C.        Cross Sales Fee. If you are the originating franchisee of a Cross Sale, you must pay us the continuing license fee detailed above and pay the local franchisee a percentage of the Cross Sales you invoice for ads placed in the local franchisee's territory. The terms and the percentages of the payment to the local franchisee are further described in Appendix C.

D.        National Account Sales Fee. You will receive a percentage of the revenue generated by National Account Sales we place in your Designated Territory. If we permit you to handle a National Account Sale, you must pay a percentage of the revenue to us. The terms and conditions for revenue sharing for National Account Sales are detailed in Appendix C.

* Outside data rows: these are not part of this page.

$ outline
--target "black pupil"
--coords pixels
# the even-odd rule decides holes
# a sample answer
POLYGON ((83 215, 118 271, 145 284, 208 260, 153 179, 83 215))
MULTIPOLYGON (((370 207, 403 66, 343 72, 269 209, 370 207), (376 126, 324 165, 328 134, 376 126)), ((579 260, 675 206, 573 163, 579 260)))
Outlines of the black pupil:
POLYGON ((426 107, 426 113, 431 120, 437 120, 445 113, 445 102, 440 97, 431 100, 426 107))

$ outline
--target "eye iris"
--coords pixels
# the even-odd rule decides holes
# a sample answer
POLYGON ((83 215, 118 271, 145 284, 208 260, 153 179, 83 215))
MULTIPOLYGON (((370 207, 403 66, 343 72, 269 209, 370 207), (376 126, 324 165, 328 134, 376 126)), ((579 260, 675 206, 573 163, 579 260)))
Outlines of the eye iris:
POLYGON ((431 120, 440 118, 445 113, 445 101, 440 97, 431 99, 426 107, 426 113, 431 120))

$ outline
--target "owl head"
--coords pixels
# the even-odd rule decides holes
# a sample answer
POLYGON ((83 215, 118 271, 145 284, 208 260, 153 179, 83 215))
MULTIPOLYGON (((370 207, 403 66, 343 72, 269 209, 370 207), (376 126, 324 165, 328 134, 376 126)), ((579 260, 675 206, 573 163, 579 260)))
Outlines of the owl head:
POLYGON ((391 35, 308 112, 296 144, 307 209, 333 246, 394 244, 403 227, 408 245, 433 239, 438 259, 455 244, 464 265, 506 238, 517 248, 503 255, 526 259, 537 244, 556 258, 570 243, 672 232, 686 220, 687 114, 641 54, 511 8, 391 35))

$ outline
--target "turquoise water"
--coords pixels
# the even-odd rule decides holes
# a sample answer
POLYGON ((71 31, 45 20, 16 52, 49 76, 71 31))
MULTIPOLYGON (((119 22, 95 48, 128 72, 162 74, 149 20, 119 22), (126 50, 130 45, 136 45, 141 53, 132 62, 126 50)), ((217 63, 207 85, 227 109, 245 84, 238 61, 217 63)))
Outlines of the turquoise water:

E.        Software Support Fee. In connection with the computer system we require you to use, as further described in Subparagraph 8.1, you must pay a monthly software support fee of $250.

F.         Production Charges. You may use us or an alternate supplier for advertising design. If you choose us as your designated supplier, you must pay us on a monthly basis our then-current production charges for graphic design, printing, posting (LCD only) and laminating services we perform for you. Production charges vary based on several factors, and we will bill you for the production charges on the 15th day of each month, as further described in Subparagraph 8.G. We may increase the production charges by notifying you in writing upon 60 days' notice. We also may charge lower production charges if the volume of your printing warrants a discount. You must purchase from us your supply of AllOver Media letterhead, business cards, invoices and contracts.

If you choose to use a supplier other than us for advertising design and production, you must submit the advertising to us for approval prior to use. Further, you must permit to us to post the ad on the AllOver Media "AD Library" for our use and the use of other franchisees.

G.        Computations and Remittances; Reconciliation of Amounts Owed. You must compute all amounts due and owing to us under this Agreement at the end of each month's operation. Revenue generated in connection with your ad placements are realized (for purposes of amounts due and owing to us) when invoiced or when the service is performed, whichever is earlier. On or before the 5th day of every month, you must report all Gross Revenue and all fees owed to us by entering the information into the AllOver Media software and you must supply to us the supporting or supplementary materials as we may reasonably require to verify the accuracy of such reports.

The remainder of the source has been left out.